NOTE: This is currently under development.
A collection of utilities related to CTC, with the goal of being fast and highly flexible.
- CTC Decode
- Greedy Decoder
- Beam Search Decoder
- Beam Search Decoder with KenLM
- Beam Search Decoder with user-defined LM
- Python bindings
ctclib
depends on kpu/kenlm.
You must install the following libraries as KenLM dependencies.
- Boost
- Eigen3
For example, if you are using Ubuntu (or some Debian based Linux), you can install them by running the following command:
apt install libboost-all-dev libeigen3-dev
Currently, ctclib
isn't available on crates.io, but you can use this as git dependencies.
[dependencies]
ctclib = { version = "*", git = "https://github.com/agatan/ctclib" }
ctclib
provides python interfaces, named pyctclib
.
Currently, pyctclib
isn't available on PyPI, but you can install this as git dependency.

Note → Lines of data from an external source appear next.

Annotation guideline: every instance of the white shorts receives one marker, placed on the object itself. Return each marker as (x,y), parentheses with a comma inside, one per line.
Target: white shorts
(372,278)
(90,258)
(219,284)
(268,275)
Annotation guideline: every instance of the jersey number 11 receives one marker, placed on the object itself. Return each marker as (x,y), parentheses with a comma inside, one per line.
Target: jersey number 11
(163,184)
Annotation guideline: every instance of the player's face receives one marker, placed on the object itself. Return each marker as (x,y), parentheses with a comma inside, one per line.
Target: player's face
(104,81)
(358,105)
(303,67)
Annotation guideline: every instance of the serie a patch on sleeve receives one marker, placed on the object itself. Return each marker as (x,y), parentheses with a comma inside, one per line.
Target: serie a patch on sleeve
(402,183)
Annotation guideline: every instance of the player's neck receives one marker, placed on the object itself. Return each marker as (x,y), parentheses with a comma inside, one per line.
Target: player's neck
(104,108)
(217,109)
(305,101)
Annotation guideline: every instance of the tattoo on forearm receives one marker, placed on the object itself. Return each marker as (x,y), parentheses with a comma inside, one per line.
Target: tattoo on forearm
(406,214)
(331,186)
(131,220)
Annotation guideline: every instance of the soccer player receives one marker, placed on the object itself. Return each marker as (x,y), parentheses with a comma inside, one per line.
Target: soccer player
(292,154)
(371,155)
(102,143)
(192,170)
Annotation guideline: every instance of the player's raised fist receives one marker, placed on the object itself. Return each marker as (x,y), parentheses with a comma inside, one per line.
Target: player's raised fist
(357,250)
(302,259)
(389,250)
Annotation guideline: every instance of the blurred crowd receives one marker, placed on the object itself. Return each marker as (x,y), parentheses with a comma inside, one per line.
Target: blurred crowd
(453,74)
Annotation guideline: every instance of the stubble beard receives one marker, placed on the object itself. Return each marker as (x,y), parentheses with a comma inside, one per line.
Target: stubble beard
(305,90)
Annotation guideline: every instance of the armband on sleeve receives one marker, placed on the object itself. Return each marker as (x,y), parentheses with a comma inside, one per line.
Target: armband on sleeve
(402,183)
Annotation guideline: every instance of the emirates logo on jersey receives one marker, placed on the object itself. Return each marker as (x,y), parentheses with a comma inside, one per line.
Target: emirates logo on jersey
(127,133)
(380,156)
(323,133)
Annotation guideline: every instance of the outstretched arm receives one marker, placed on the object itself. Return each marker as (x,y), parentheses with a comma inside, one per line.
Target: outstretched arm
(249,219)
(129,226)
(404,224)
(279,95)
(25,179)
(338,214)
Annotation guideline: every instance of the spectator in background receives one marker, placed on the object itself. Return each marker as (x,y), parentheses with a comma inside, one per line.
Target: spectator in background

Ensure that you have installed cargo
and libclang-dev
.
pip install 'git+https://github.com/agatan/ctclib.git#egg=pyctclib&subdirectory=bindings/python'
import pyctclib
decoder = pyctclib.BeamSearchDecoderWithKenLM(
pyctclib.BeamSearchDecoderOptions(
beam_size=100,
beam_size_token=1000,
beam_threshold=1,
lm_weight=0.5,
),
"/path/to/model.arpa",
["a", "b", "c", "_"],
)
decode.decode(log_probs)
# or you can use user-defined LM
# See pyctclib.LMProtocol